Federico Kaiser nació en Alemania el 24 de mayo de 1903 y fue ordenado sacerdote en 1932. Inicialmente deseaba ir como misionero a China, pero sus superiores lo enviaron a Perú en 1939, donde su espíritu misionero encontró un terreno fértil. En 1957 se convirtió en el primer Obispo de Caravelí, en el sur del país, enfrentando la falta de catequistas y sacerdotes: apenas contaba con 10 para atender 32 parroquias.

En 1961 fundó la congregación de las Misioneras de Jesús Verbo y Víctima, con la intención de llevar la evangelización a los pueblos más alejados y olvidados. La Madre María Inmaculata, quien viajó desde Roma para acompañar el estreno, explicó que las religiosas visitan “todos los pueblos o anexos que corresponden a una parroquia, ya sean 20, 50 u 80, permaneciendo semanas enteras para conocer la situación de cada familia y brindar ayuda espiritual y material”. Así, la misión no se limita a la proclamación de la Palabra de Dios, sino que también busca atender las necesidades humanas más básicas.
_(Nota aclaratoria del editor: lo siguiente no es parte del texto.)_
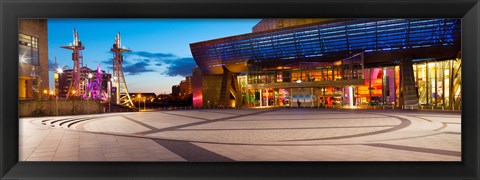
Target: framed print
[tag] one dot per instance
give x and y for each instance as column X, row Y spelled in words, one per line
column 239, row 89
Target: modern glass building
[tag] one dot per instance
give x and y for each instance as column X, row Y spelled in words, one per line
column 409, row 63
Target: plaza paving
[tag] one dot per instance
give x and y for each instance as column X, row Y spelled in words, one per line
column 245, row 135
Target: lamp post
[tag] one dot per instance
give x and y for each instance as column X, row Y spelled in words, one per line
column 57, row 93
column 144, row 106
column 139, row 96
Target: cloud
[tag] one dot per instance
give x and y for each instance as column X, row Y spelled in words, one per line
column 154, row 56
column 107, row 61
column 137, row 68
column 180, row 67
column 141, row 62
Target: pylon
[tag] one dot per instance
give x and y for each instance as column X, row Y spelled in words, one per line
column 121, row 93
column 74, row 88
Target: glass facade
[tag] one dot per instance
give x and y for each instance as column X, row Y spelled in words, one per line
column 438, row 83
column 324, row 40
column 28, row 49
column 346, row 69
column 299, row 66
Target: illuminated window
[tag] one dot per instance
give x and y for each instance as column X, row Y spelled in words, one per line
column 28, row 49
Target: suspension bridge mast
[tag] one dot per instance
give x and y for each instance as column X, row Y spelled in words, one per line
column 77, row 57
column 121, row 93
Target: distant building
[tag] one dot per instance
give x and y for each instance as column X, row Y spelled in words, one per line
column 62, row 81
column 183, row 88
column 176, row 90
column 188, row 81
column 143, row 96
column 33, row 58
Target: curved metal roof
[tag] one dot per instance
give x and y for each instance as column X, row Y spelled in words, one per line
column 323, row 40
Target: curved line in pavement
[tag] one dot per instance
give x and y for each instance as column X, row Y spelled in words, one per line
column 404, row 122
column 444, row 125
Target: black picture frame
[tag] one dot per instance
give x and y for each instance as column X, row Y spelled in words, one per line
column 467, row 10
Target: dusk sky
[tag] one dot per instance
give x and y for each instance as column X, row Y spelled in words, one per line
column 160, row 56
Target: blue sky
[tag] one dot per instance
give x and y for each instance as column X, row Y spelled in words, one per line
column 160, row 54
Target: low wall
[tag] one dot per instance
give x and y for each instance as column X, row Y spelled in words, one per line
column 32, row 108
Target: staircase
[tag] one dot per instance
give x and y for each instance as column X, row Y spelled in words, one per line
column 410, row 96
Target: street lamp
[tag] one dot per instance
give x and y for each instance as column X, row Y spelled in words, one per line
column 139, row 96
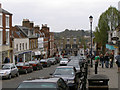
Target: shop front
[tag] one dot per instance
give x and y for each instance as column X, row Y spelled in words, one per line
column 5, row 52
column 22, row 56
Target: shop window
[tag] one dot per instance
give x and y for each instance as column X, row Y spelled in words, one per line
column 26, row 45
column 0, row 19
column 7, row 21
column 23, row 46
column 17, row 47
column 7, row 36
column 20, row 46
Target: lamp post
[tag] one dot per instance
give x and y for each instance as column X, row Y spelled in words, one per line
column 91, row 20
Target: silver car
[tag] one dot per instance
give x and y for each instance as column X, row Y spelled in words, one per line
column 9, row 70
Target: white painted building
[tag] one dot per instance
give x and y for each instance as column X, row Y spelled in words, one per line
column 21, row 49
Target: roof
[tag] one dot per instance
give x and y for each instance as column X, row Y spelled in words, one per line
column 45, row 79
column 4, row 11
column 26, row 31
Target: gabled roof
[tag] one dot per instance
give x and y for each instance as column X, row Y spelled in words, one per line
column 4, row 11
column 26, row 31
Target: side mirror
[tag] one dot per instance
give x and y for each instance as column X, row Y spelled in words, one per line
column 51, row 74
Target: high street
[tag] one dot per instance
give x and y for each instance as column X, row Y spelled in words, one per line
column 14, row 82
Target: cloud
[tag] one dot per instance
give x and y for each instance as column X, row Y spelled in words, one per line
column 58, row 14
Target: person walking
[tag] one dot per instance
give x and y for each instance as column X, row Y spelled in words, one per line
column 111, row 59
column 102, row 61
column 107, row 60
column 118, row 61
column 97, row 58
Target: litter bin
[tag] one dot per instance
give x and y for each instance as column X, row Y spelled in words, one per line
column 98, row 82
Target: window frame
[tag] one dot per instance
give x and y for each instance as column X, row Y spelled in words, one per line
column 7, row 20
column 7, row 36
column 1, row 18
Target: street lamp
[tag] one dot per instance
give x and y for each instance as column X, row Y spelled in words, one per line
column 91, row 20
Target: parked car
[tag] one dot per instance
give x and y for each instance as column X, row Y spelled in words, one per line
column 64, row 61
column 24, row 67
column 9, row 70
column 43, row 84
column 75, row 64
column 45, row 62
column 68, row 73
column 53, row 61
column 36, row 65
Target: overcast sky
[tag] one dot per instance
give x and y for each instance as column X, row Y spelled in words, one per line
column 58, row 14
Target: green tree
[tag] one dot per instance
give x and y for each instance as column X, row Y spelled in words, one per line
column 107, row 21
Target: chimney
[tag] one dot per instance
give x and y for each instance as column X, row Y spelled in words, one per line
column 0, row 5
column 26, row 23
column 31, row 24
column 37, row 27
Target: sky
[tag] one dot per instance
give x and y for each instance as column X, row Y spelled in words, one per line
column 58, row 14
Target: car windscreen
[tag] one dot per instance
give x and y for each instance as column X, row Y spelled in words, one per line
column 6, row 67
column 37, row 85
column 64, row 71
column 20, row 64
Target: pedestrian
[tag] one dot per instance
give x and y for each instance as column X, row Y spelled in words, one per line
column 107, row 60
column 7, row 60
column 111, row 59
column 102, row 60
column 97, row 58
column 118, row 61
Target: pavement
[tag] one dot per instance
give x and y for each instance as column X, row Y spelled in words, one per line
column 112, row 74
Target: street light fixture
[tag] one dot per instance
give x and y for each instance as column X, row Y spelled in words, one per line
column 91, row 20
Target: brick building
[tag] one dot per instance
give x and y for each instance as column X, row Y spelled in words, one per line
column 5, row 34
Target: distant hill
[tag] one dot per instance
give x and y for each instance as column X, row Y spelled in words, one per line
column 71, row 33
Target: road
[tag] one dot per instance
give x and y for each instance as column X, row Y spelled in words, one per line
column 14, row 82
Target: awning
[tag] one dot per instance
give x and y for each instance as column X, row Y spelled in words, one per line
column 5, row 48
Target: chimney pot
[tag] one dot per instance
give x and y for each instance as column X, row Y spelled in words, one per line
column 0, row 5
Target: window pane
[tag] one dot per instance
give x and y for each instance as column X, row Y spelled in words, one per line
column 7, row 36
column 0, row 20
column 0, row 37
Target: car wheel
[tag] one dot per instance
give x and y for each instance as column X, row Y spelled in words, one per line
column 17, row 74
column 25, row 71
column 9, row 77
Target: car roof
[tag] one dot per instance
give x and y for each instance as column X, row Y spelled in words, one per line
column 65, row 66
column 45, row 79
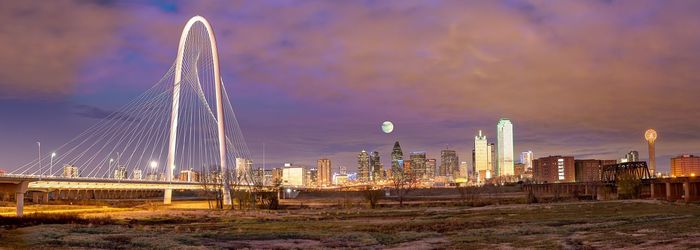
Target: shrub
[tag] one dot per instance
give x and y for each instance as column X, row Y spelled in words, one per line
column 53, row 218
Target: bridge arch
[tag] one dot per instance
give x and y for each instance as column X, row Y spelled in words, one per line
column 218, row 89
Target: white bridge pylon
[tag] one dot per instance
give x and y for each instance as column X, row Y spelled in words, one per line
column 184, row 124
column 176, row 105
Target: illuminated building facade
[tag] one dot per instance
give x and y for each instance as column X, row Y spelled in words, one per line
column 430, row 165
column 449, row 162
column 553, row 169
column 363, row 166
column 492, row 159
column 504, row 131
column 376, row 167
column 294, row 176
column 526, row 158
column 481, row 156
column 324, row 172
column 590, row 169
column 685, row 165
column 418, row 164
column 189, row 175
column 396, row 156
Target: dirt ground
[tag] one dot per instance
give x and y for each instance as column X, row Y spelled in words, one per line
column 190, row 225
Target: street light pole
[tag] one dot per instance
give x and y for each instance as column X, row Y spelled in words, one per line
column 154, row 165
column 109, row 167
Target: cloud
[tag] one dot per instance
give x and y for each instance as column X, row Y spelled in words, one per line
column 44, row 44
column 576, row 77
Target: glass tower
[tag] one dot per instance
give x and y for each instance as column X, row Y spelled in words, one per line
column 504, row 130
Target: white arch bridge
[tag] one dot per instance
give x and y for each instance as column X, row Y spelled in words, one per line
column 181, row 133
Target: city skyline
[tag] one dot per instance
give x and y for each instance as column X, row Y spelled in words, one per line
column 276, row 111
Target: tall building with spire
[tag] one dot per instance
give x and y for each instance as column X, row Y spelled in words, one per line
column 418, row 164
column 492, row 158
column 449, row 162
column 481, row 156
column 363, row 166
column 526, row 158
column 504, row 130
column 430, row 165
column 376, row 168
column 396, row 158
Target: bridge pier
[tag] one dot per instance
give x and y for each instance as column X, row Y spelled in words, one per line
column 168, row 196
column 19, row 188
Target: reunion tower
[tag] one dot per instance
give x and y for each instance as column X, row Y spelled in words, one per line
column 650, row 136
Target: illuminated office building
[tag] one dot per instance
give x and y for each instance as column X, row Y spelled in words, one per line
column 505, row 164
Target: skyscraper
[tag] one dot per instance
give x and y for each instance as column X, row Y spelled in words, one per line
column 481, row 155
column 363, row 166
column 685, row 165
column 449, row 162
column 418, row 164
column 526, row 158
column 504, row 130
column 430, row 165
column 463, row 169
column 492, row 159
column 396, row 155
column 324, row 172
column 375, row 166
column 650, row 136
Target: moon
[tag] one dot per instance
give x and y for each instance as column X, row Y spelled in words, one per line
column 387, row 127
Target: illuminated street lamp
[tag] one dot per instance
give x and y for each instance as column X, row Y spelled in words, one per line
column 109, row 167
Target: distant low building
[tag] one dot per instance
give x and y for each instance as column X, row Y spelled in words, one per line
column 519, row 169
column 685, row 165
column 340, row 179
column 589, row 169
column 294, row 176
column 120, row 173
column 553, row 169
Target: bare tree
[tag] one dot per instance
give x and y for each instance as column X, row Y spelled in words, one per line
column 211, row 185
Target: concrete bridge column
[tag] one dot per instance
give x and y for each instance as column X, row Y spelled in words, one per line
column 19, row 197
column 35, row 197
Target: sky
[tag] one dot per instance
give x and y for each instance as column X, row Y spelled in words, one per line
column 316, row 79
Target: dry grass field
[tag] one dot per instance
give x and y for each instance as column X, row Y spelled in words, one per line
column 185, row 225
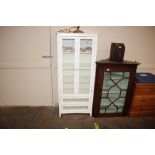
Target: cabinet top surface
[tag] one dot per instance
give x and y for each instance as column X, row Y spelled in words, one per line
column 125, row 62
column 76, row 34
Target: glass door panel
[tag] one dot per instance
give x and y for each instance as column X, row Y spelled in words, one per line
column 68, row 49
column 85, row 53
column 84, row 81
column 85, row 57
column 114, row 91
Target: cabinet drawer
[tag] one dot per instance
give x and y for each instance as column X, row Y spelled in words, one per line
column 144, row 100
column 145, row 89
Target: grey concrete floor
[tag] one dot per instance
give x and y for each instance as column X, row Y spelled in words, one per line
column 47, row 118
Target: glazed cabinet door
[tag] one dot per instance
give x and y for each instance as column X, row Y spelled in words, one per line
column 114, row 91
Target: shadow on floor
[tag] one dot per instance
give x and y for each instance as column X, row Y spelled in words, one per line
column 47, row 118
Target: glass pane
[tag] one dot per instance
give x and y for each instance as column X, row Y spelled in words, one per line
column 85, row 53
column 68, row 81
column 68, row 49
column 111, row 109
column 84, row 81
column 114, row 91
column 123, row 84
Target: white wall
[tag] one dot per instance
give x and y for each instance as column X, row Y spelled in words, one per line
column 25, row 77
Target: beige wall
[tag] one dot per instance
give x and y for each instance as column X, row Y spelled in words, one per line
column 25, row 77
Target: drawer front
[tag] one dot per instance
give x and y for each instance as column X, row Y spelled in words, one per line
column 144, row 100
column 145, row 89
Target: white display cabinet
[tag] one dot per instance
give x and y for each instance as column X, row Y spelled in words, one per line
column 76, row 72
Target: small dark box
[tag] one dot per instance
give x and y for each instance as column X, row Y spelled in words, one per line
column 117, row 52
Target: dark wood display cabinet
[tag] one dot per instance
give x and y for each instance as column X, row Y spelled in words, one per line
column 113, row 87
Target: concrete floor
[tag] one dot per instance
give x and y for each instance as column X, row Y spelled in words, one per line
column 47, row 118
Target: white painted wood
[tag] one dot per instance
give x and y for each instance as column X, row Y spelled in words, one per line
column 78, row 103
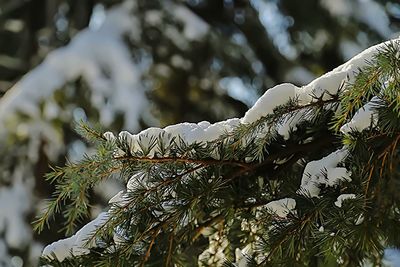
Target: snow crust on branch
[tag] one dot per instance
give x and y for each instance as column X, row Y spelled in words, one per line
column 90, row 54
column 325, row 171
column 321, row 88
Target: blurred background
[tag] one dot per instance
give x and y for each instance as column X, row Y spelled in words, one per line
column 135, row 64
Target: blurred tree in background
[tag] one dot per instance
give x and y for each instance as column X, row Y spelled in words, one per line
column 162, row 62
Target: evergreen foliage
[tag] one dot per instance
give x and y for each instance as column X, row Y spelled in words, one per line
column 206, row 203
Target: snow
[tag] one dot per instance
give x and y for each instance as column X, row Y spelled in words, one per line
column 391, row 257
column 324, row 171
column 281, row 207
column 369, row 12
column 343, row 197
column 90, row 54
column 15, row 206
column 194, row 27
column 77, row 244
column 364, row 118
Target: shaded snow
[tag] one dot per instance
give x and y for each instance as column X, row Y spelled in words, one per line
column 90, row 54
column 77, row 244
column 324, row 172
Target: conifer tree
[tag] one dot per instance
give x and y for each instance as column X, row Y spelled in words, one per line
column 308, row 177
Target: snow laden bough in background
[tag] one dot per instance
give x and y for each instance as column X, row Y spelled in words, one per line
column 90, row 54
column 323, row 87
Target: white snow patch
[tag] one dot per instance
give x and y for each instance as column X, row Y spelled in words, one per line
column 90, row 54
column 365, row 117
column 272, row 98
column 77, row 244
column 369, row 12
column 343, row 197
column 194, row 27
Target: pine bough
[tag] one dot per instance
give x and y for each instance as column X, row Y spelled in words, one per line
column 309, row 176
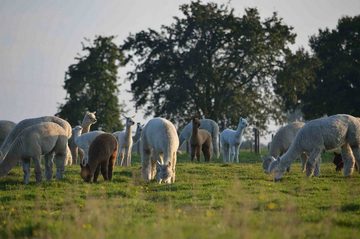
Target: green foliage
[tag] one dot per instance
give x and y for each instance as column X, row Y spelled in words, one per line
column 208, row 200
column 209, row 63
column 91, row 84
column 337, row 84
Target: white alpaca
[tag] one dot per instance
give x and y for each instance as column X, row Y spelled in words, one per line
column 5, row 128
column 136, row 138
column 158, row 145
column 83, row 141
column 281, row 143
column 323, row 134
column 231, row 140
column 45, row 138
column 88, row 120
column 5, row 147
column 125, row 143
column 211, row 126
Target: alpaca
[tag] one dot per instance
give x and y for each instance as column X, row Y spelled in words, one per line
column 102, row 157
column 5, row 147
column 5, row 128
column 136, row 138
column 337, row 160
column 158, row 146
column 200, row 140
column 125, row 143
column 83, row 141
column 323, row 134
column 88, row 120
column 231, row 140
column 46, row 138
column 211, row 126
column 281, row 142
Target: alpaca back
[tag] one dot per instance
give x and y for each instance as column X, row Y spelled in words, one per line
column 29, row 122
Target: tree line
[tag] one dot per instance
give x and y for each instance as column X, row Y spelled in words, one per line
column 212, row 63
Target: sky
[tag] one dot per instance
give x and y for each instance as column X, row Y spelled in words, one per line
column 39, row 40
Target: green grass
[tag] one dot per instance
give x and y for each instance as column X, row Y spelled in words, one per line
column 208, row 200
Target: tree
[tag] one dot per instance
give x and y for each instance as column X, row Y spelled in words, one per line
column 91, row 84
column 337, row 85
column 210, row 63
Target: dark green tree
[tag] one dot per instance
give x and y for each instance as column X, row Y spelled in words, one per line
column 91, row 84
column 209, row 63
column 337, row 85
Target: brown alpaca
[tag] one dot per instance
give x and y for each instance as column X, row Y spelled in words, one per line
column 102, row 156
column 200, row 141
El testimonio vivo de un legado misionero

La relación de las Misioneras con Mons. Kaiser y con el Papa León XIV, quien cuando era obispo de Chiclayo acompañó algunas de sus misiones, refleja la importancia de la cooperación entre clérigos y religiosas en la evangelización de los pueblos más apartados. La Madre María Inmaculata recordó cómo llevaron al futuro Pontífice a lugares situados a más de cuatro mil metros de altura, donde visitaron casitas humildes y comunidades aisladas, ofreciendo acompañamiento espiritual y ayuda concreta.

El testimonio de la Madre Jordania, publicado en la web de la congregación, resume la esencia del espíritu misionero de Mons. Kaiser: “Nos admiramos de su entrega, pues como Buen Pastor supo llegar a las almas más abandonadas sin escatimar sacrificio”. Este espíritu de valentía y entrega se refleja también en la labor de las Misioneras en países como Argentina, Bolivia, Uruguay, Chile y Cuba, donde continúan su obra de evangelización y servicio social.

El documental que revive su vida y obra

El Apóstol de los Andes” cuenta con la participación de actores como Milagros López Arias, Pedro Olórtegui, Rafael Sánchez y Ernesto Vildoso, quien interpreta al propio Mons. Kaiser. La película ha sido presentada previamente en conferencias de prensa y avant premieres en Lima, generando gran expectativa entre los fieles y destacando la historia de un obispo cuya salud frágil nunca fue obstáculo para su vocación misionera.

Federico Kaiser falleció el 26 de septiembre de 1993, dejando un legado que sigue vivo gracias a las Misioneras de Jesús Verbo y Víctima. El 28 de septiembre de 2018 se inició en Lima la fase diocesana de su proceso de beatificación, acercando cada vez más al mundo a la posibilidad de reconocer la santidad de un hombre cuya vida fue un testimonio de fe, sacrificio y amor por los demás.